English Liberal Jewish rabbi

Rebecca Birk is an English Liberal Jewish rabbi, rabbi of Finchley Progressive Synagogue in North Finchley, London. In 2016 the Evening Standard listed her as one of "London's most influential people". In July 2026 it was announced that she would succeed Alexandra Wright as Senior Rabbi of the Liberal Jewish Synagogue, taking up the post in 2027.

==Life==
Rebecca Birk is a grand-daughter of Alma Birk, Baroness Birk, the journalist and Labour peer, and her husband Ellis Birk, a media lawyer. She grew up in Oxford. She gained a BA in theology from Bristol University and an MA from Harvard Divinity School before training to be a rabbi at Leo Baeck College.

Rabbi Birk led Woodford Liberal Synagogue, and was an associate at Westminster Synagogue, before becoming the Rabbi at Finchley Progressive Synagogue (FPS) in 2010.

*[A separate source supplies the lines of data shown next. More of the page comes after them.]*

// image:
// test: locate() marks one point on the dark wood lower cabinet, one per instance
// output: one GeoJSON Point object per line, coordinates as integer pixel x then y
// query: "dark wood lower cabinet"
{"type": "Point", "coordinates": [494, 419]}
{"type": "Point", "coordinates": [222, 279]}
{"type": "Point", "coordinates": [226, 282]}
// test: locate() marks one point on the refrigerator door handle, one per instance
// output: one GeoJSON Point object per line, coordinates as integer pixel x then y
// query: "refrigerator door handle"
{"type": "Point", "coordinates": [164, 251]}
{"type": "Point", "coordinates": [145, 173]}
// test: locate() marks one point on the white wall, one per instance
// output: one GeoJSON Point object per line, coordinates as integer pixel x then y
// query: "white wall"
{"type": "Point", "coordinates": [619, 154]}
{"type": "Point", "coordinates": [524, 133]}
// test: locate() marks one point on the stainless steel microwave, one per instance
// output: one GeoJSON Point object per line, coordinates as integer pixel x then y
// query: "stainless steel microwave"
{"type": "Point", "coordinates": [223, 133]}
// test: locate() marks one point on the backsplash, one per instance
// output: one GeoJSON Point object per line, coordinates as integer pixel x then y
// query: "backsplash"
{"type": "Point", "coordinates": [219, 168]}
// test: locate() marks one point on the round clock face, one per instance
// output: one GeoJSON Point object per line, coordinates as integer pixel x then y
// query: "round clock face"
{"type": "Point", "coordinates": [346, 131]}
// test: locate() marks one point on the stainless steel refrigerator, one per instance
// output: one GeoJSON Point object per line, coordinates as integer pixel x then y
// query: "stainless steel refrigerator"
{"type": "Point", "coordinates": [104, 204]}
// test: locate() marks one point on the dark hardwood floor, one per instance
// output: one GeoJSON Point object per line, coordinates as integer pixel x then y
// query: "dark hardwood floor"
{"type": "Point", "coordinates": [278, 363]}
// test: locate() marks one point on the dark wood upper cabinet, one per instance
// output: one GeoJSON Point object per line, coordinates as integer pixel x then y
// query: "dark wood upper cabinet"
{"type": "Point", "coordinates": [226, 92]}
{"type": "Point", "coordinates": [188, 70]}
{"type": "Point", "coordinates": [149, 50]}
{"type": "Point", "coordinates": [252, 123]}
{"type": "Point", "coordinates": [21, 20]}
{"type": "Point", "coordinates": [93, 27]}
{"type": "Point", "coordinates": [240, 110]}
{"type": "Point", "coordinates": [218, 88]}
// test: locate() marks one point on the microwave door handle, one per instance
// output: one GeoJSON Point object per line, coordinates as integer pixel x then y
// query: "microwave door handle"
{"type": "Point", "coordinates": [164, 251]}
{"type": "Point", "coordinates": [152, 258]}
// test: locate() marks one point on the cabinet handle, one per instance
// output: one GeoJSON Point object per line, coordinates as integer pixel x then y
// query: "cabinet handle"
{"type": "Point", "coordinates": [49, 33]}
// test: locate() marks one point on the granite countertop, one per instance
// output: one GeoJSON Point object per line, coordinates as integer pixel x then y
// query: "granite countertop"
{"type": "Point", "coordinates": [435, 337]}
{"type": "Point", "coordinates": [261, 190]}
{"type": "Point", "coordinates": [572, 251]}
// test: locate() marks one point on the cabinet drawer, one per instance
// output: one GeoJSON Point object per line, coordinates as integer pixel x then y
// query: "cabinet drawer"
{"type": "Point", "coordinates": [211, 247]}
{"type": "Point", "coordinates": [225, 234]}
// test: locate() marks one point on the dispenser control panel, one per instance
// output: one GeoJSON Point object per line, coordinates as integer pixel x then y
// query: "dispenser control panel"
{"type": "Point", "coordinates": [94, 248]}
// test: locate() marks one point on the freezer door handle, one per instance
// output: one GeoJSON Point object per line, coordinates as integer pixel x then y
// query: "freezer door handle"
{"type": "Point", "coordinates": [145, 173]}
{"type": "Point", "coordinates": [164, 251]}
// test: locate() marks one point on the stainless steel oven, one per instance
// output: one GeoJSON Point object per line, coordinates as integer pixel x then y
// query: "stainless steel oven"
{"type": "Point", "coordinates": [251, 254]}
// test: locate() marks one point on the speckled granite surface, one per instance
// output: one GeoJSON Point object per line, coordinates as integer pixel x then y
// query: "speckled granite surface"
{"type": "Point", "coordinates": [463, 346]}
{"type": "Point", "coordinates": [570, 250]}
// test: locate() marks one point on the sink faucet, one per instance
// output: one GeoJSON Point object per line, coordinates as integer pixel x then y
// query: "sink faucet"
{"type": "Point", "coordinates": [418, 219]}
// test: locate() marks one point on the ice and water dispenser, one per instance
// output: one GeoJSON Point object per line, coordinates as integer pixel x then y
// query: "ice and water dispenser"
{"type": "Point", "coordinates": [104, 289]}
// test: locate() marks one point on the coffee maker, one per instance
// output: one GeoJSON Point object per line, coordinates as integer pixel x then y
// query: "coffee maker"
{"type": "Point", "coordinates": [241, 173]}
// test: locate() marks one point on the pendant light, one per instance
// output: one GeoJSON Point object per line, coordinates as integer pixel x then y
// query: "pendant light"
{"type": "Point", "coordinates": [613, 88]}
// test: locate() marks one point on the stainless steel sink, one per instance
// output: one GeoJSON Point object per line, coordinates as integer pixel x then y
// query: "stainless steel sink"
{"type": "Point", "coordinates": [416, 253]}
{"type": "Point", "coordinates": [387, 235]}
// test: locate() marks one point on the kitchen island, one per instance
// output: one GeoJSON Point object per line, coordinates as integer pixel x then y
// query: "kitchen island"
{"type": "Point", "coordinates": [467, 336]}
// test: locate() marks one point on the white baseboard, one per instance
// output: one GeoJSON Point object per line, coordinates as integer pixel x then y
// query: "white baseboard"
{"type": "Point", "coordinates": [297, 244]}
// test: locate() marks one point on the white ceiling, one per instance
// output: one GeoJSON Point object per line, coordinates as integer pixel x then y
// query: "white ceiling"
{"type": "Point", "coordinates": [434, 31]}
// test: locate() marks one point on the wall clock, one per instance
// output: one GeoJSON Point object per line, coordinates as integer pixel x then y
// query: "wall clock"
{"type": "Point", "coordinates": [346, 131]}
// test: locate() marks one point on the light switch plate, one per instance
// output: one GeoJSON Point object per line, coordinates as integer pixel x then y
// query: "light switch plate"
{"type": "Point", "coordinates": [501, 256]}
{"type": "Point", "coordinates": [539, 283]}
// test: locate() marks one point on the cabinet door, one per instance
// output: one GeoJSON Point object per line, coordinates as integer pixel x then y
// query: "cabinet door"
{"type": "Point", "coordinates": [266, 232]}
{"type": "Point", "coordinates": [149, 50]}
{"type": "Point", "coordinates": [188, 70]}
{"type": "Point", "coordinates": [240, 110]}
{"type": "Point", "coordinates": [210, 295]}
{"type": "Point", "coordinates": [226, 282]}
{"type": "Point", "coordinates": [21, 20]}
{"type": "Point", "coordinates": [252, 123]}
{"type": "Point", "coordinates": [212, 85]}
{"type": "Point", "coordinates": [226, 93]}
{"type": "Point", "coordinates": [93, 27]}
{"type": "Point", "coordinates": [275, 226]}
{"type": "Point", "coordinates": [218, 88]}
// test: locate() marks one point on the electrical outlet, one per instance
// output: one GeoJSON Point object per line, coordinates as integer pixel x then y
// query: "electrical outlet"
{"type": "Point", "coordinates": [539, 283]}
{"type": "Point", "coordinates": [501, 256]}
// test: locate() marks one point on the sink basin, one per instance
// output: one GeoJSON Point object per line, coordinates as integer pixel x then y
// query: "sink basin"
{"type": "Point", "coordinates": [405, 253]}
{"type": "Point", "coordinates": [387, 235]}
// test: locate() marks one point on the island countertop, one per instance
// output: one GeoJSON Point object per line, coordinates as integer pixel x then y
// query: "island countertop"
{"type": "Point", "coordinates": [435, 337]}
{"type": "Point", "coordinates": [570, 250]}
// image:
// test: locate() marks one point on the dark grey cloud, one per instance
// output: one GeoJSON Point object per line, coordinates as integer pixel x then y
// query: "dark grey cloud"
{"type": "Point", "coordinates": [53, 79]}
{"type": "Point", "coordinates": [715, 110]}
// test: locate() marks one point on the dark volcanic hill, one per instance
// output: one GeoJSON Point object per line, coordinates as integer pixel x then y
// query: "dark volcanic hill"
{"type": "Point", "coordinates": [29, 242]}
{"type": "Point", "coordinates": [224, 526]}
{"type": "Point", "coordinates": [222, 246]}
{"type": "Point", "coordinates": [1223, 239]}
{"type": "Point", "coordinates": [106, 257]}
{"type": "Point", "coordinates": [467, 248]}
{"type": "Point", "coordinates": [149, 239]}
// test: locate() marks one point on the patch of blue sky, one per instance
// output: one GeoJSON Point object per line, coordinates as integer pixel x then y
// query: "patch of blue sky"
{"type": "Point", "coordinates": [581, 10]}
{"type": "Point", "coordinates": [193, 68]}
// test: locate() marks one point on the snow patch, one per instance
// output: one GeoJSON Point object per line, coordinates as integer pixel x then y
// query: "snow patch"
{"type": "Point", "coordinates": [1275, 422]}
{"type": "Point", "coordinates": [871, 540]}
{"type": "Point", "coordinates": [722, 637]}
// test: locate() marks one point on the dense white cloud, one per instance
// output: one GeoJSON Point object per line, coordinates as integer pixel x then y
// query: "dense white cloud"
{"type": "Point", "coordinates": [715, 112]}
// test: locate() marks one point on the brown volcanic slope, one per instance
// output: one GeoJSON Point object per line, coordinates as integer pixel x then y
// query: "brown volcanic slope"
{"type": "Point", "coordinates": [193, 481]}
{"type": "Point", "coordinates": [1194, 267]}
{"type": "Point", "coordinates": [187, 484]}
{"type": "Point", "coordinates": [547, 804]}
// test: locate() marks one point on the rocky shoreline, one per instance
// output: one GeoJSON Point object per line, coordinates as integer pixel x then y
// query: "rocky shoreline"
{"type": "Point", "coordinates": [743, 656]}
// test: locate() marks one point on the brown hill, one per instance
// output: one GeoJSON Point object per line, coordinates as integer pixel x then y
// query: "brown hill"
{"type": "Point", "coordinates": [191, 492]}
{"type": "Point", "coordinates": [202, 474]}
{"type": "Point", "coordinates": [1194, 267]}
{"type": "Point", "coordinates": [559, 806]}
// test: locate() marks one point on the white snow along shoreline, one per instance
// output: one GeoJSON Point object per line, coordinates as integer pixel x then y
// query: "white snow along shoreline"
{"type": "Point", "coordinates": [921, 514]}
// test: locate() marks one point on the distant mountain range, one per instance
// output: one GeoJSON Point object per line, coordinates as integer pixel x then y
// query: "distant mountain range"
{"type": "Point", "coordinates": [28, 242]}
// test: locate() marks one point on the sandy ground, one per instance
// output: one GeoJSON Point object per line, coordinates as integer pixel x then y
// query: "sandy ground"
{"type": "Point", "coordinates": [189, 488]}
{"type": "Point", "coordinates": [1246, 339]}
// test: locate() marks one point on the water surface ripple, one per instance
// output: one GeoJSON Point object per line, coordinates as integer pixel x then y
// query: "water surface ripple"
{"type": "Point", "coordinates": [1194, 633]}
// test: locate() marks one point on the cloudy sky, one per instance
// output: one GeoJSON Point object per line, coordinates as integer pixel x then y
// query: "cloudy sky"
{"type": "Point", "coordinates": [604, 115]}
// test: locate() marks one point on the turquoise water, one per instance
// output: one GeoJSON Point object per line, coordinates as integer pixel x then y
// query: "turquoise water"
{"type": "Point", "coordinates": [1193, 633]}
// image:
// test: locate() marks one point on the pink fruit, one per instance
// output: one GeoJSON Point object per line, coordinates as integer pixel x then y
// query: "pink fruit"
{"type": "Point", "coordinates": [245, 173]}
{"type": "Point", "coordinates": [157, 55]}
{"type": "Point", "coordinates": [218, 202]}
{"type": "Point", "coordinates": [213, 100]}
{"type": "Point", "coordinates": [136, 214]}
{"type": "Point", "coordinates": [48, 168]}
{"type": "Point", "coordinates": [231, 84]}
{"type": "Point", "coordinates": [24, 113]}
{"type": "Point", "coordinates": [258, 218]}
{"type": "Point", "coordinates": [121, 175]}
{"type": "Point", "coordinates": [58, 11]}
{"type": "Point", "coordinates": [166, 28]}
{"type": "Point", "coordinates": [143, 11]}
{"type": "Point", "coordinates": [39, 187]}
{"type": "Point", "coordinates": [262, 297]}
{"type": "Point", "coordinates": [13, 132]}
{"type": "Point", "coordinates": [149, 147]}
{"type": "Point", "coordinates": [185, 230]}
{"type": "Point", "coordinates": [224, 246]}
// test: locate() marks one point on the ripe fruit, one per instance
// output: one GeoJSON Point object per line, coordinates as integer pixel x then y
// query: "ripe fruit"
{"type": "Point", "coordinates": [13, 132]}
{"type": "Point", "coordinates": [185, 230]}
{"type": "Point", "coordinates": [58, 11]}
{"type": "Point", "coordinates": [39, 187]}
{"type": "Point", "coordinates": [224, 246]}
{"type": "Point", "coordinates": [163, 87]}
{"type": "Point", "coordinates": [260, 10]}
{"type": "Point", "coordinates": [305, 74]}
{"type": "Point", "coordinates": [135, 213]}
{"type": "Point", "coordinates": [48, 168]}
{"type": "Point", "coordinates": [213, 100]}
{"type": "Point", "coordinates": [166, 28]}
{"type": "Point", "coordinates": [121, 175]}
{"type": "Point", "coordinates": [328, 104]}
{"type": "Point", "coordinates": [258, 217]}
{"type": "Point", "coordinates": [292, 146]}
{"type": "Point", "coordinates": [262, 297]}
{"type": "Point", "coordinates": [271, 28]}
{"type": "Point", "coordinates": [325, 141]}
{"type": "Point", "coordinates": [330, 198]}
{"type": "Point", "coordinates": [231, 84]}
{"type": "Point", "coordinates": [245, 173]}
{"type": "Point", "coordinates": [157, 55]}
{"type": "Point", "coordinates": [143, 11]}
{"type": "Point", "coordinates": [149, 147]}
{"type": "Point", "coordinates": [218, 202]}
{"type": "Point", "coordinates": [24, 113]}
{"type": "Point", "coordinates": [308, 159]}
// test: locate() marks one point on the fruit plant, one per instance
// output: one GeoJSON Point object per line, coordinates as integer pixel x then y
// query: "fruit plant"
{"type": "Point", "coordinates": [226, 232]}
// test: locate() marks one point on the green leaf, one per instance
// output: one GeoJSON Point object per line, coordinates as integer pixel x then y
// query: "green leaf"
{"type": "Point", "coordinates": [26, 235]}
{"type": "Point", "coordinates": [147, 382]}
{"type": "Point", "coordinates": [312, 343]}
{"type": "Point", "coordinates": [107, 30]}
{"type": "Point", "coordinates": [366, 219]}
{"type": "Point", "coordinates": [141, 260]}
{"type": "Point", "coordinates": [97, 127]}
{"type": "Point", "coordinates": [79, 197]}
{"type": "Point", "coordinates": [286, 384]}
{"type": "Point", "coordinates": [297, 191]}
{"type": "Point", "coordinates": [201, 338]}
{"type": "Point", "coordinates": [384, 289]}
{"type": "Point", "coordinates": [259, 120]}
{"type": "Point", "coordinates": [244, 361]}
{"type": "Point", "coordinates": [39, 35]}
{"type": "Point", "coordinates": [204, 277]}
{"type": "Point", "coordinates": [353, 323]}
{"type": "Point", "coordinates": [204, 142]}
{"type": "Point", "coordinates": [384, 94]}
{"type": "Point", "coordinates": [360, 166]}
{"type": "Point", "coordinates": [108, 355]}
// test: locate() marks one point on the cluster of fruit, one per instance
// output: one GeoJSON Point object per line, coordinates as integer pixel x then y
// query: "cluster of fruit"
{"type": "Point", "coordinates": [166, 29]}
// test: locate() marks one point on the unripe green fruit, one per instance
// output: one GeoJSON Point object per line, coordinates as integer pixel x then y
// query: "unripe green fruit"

At Finchley Progressive Synagogue she has led a successful campaign with Citizens UK to ensure that accommodation was found for refugees from the Syrian Civil War. In October 2015 Barnet Council became the first Conservative-run local authority district to resettle refugees under the Syrian Vulnerable Persons Resettlement Scheme, agreeing to admit 50 Syrian refugees. The synagogue has continued to provide support to the refugees, and in October 2018 the Council pledged to continue to offer sanctuary to child refugees.

Birk has also worked as a Jewish prison chaplain, holding an annual Seder celebration at Holloway Women's Prison:

We have a shortened Haggadah and I bring in food and we do it during the day. It’s truly extraordinary doing a Seder about freedom behind the bars of a prison.

In May 2020 she joined other faith leaders to help hand out free meals from the Queen’s Crescent Community Centre in Kentish Town.

She has been a contributor to BBC Radio 2's Pause for Thought, and written for newspapers including Jewish News.